Santa Claus and his elves had already been setting up a workshop in some large department stores for some years when he had his first parade through the streets of Montreal in 1925. Staged at a cost of $100,000 by Eaton’s department store, this first parade was a huge festival for children and grown-ups alike. The celebration was actually organized into two different events.

A month before the event itself, Eaton started to announce on the radio through "Santagrams" that Santa Claus was coming. Daily bulletins followed his progress from the North Pole to Montreal.
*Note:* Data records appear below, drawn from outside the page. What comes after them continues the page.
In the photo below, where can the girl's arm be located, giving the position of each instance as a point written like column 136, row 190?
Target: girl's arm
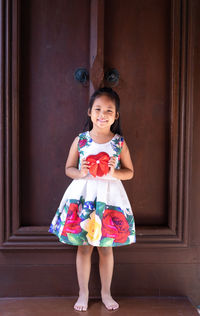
column 127, row 171
column 71, row 166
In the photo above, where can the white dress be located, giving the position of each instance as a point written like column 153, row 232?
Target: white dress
column 95, row 210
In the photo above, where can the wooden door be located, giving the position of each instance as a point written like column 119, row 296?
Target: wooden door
column 149, row 46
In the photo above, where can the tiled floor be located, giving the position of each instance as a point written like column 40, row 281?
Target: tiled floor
column 60, row 306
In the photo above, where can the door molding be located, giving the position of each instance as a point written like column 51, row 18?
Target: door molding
column 15, row 236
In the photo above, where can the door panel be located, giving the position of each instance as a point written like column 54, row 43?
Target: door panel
column 143, row 62
column 151, row 44
column 55, row 42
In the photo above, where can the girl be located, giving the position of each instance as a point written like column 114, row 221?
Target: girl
column 95, row 210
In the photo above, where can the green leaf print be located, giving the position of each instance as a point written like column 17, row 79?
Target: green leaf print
column 106, row 242
column 74, row 239
column 100, row 207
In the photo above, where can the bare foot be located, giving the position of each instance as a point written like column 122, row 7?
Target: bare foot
column 82, row 303
column 109, row 303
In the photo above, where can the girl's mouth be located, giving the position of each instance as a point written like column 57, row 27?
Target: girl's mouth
column 102, row 121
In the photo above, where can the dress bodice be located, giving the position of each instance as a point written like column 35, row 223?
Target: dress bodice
column 87, row 147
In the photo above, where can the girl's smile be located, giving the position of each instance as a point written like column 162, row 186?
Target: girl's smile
column 103, row 112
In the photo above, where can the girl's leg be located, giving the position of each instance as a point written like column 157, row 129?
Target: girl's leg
column 83, row 266
column 106, row 263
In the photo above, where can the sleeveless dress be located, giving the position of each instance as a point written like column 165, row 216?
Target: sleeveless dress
column 95, row 210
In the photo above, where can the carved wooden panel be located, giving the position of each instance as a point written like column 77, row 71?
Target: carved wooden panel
column 16, row 236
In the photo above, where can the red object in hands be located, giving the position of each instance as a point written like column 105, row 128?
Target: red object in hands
column 98, row 164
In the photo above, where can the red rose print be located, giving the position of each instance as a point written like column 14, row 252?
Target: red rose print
column 115, row 225
column 72, row 223
column 82, row 142
column 99, row 164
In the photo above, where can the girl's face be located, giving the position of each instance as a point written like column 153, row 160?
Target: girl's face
column 103, row 112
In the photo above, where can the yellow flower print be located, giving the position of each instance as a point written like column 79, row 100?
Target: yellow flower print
column 93, row 226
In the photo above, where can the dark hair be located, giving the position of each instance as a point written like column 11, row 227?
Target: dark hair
column 111, row 94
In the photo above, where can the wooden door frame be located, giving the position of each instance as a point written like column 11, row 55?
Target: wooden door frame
column 175, row 233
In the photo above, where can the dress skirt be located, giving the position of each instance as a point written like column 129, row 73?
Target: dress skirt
column 94, row 211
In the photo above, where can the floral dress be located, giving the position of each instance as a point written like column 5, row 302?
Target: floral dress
column 95, row 210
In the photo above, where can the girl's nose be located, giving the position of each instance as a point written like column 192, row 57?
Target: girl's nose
column 103, row 113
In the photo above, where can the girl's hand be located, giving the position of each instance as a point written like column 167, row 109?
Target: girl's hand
column 111, row 164
column 84, row 168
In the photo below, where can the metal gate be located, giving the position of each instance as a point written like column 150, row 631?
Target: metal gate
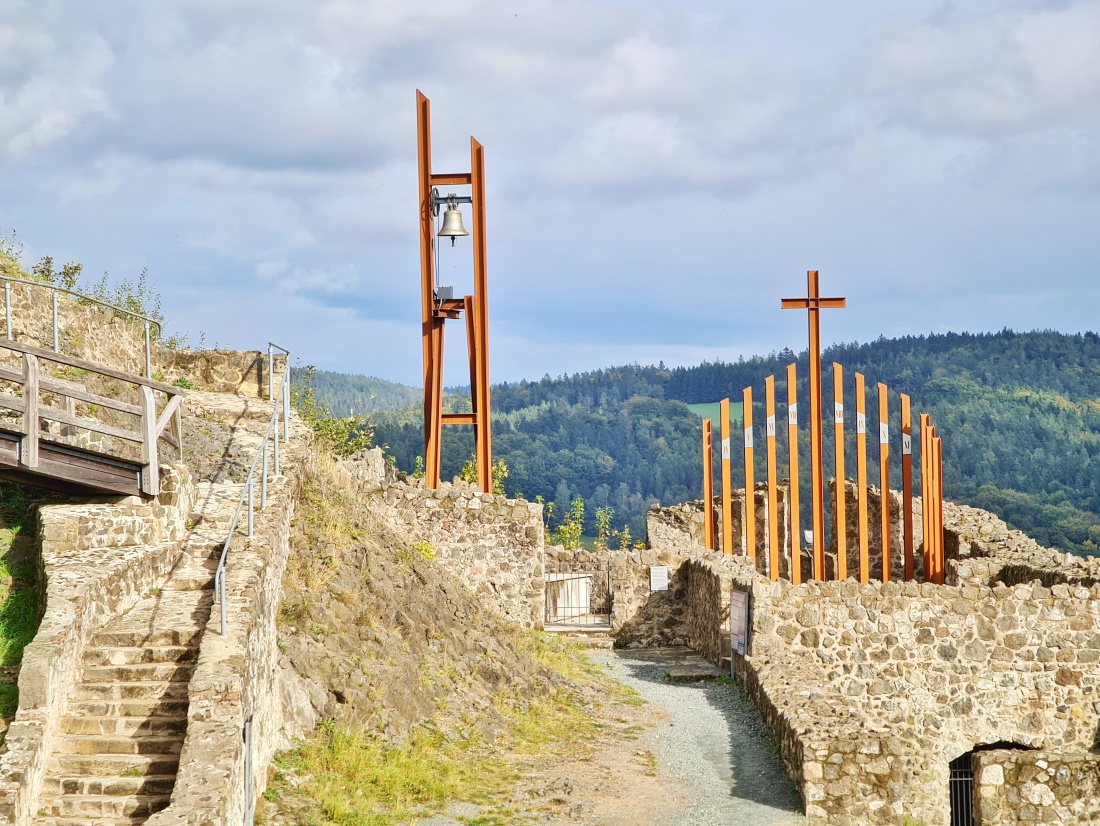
column 579, row 598
column 961, row 790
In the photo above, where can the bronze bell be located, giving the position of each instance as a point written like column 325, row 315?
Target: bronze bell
column 452, row 223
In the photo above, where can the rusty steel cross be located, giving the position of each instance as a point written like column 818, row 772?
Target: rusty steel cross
column 813, row 304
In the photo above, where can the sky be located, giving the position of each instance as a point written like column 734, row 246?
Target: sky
column 659, row 175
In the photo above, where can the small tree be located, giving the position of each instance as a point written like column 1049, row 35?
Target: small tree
column 603, row 527
column 569, row 532
column 344, row 436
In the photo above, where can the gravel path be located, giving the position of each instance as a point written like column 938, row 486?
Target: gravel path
column 712, row 742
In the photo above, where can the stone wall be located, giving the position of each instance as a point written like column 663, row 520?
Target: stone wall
column 494, row 544
column 1016, row 788
column 241, row 373
column 237, row 678
column 97, row 562
column 872, row 690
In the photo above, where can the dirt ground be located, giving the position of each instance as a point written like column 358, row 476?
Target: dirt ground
column 617, row 780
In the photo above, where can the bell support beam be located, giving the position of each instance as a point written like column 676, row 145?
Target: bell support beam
column 473, row 308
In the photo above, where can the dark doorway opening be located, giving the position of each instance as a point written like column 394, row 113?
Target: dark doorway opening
column 960, row 781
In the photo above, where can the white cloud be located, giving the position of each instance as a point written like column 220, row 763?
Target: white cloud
column 1014, row 72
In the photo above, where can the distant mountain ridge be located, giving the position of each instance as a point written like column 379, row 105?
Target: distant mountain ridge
column 1019, row 413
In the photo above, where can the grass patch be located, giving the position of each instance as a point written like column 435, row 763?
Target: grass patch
column 19, row 612
column 353, row 779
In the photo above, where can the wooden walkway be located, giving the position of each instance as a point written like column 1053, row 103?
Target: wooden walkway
column 72, row 425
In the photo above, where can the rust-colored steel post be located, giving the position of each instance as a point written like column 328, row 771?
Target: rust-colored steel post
column 937, row 528
column 840, row 514
column 433, row 315
column 813, row 304
column 926, row 498
column 792, row 455
column 769, row 391
column 431, row 327
column 727, row 519
column 749, row 481
column 865, row 559
column 707, row 485
column 479, row 384
column 906, row 483
column 884, row 480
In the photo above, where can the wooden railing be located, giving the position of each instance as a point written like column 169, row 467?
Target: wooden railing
column 781, row 498
column 55, row 427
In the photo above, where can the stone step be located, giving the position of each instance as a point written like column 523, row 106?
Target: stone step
column 88, row 821
column 160, row 672
column 108, row 785
column 62, row 764
column 193, row 580
column 99, row 805
column 133, row 656
column 128, row 708
column 123, row 726
column 142, row 637
column 149, row 690
column 119, row 745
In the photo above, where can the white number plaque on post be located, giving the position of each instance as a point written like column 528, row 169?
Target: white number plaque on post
column 738, row 621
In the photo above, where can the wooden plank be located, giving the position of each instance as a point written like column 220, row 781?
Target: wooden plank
column 707, row 485
column 90, row 366
column 884, row 480
column 151, row 469
column 166, row 415
column 68, row 470
column 865, row 558
column 906, row 484
column 12, row 403
column 54, row 414
column 451, row 178
column 727, row 506
column 792, row 459
column 29, row 452
column 459, row 418
column 769, row 389
column 749, row 482
column 66, row 388
column 840, row 514
column 925, row 498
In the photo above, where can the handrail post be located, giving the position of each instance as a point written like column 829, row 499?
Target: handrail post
column 286, row 403
column 275, row 439
column 221, row 601
column 57, row 343
column 29, row 450
column 249, row 801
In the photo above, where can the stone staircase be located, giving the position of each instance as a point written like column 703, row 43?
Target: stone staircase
column 116, row 756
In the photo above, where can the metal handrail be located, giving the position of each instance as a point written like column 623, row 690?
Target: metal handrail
column 8, row 281
column 246, row 495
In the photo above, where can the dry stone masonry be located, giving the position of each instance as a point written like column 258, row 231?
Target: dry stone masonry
column 495, row 544
column 871, row 691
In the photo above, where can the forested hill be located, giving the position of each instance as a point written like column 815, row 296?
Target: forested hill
column 1020, row 416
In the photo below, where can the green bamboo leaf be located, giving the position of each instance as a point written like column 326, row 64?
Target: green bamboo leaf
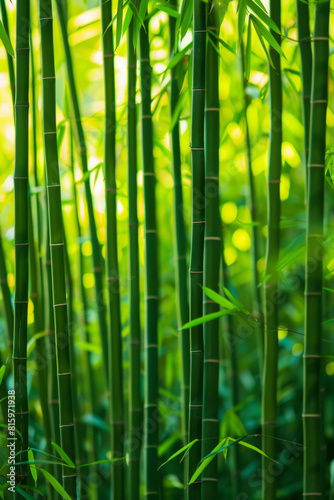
column 262, row 14
column 185, row 448
column 58, row 487
column 268, row 36
column 235, row 301
column 208, row 317
column 63, row 455
column 218, row 298
column 248, row 50
column 2, row 373
column 31, row 466
column 205, row 462
column 254, row 448
column 106, row 461
column 5, row 40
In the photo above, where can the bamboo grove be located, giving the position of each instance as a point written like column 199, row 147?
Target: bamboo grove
column 166, row 255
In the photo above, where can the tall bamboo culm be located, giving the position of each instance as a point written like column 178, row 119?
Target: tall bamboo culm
column 180, row 238
column 151, row 437
column 57, row 245
column 303, row 30
column 212, row 253
column 115, row 338
column 270, row 370
column 21, row 232
column 314, row 256
column 135, row 399
column 197, row 241
column 82, row 150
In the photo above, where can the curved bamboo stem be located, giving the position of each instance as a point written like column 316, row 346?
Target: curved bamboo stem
column 212, row 252
column 197, row 241
column 314, row 255
column 151, row 275
column 270, row 369
column 57, row 246
column 135, row 399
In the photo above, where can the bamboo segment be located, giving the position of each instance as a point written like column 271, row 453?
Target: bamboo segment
column 151, row 434
column 314, row 255
column 180, row 239
column 10, row 61
column 97, row 257
column 212, row 252
column 197, row 240
column 303, row 30
column 135, row 400
column 269, row 394
column 21, row 233
column 115, row 338
column 57, row 245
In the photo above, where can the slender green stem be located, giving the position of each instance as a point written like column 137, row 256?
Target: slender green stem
column 115, row 338
column 269, row 394
column 180, row 239
column 151, row 277
column 303, row 30
column 212, row 252
column 314, row 255
column 135, row 399
column 97, row 257
column 197, row 241
column 21, row 232
column 57, row 245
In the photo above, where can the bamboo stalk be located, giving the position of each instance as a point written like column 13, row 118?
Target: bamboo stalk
column 270, row 369
column 314, row 255
column 21, row 233
column 57, row 246
column 135, row 399
column 212, row 252
column 303, row 30
column 151, row 434
column 197, row 241
column 96, row 248
column 180, row 238
column 115, row 338
column 10, row 60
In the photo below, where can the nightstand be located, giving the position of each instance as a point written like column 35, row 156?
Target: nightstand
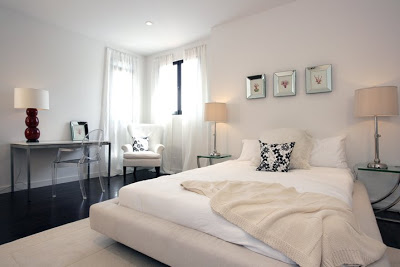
column 210, row 158
column 389, row 170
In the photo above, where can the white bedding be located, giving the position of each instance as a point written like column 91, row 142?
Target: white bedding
column 164, row 198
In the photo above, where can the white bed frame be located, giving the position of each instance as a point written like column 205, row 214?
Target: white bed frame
column 176, row 245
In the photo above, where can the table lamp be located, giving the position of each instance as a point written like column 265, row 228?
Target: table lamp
column 375, row 102
column 215, row 112
column 32, row 100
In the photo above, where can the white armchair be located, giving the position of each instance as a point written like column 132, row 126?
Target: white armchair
column 150, row 158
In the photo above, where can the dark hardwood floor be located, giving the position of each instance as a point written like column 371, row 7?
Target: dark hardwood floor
column 20, row 218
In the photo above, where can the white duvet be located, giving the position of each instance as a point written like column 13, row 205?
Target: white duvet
column 165, row 198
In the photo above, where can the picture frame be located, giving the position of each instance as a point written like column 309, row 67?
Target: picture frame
column 79, row 129
column 285, row 83
column 256, row 86
column 319, row 79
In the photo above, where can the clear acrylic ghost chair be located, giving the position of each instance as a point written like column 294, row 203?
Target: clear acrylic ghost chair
column 90, row 153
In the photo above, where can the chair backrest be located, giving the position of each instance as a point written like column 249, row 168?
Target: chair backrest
column 153, row 131
column 91, row 145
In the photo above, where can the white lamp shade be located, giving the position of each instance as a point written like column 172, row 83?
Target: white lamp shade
column 31, row 98
column 215, row 112
column 376, row 101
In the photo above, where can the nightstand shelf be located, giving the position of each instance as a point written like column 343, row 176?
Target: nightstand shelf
column 390, row 169
column 211, row 158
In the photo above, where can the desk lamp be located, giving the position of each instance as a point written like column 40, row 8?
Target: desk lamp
column 375, row 102
column 32, row 100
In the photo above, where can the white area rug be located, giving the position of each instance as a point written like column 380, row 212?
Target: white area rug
column 75, row 244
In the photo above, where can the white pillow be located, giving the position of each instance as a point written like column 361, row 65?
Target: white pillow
column 329, row 152
column 302, row 149
column 250, row 149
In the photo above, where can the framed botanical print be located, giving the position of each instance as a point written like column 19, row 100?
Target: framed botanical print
column 319, row 79
column 79, row 129
column 285, row 83
column 255, row 86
This tradition was maintained right up to the mid-1950s.

The second part of the celebration was the arrival of Santa Claus and his parade through the working class areas of Montreal. The final stop before Eaton’s department store in Centretown was the highlight of the celebration. On a platform especially decorated for the occasion, the company’s directors, including President John David Eaton, greeted the distinguished visitor with great pomp and ceremony. Climbing down his long ladder, Santa Claus entered the store to set up shop in "Toy Town" and meet his small fans every day until the "final opening day".

During the 1950s, the Dupuis Frères store organized its own parade for Francophones in the east end of Montreal. Using Eaton’s tried and true formula, Dupuis also introduced its own "radiograms" and its "Toy City" beginning in 1927. At both Eaton’s and Dupuis, children could have their photograph taken with Santa Claus, take a train ride to the "Land of Dreams" or meet the Christmas Star Fairy.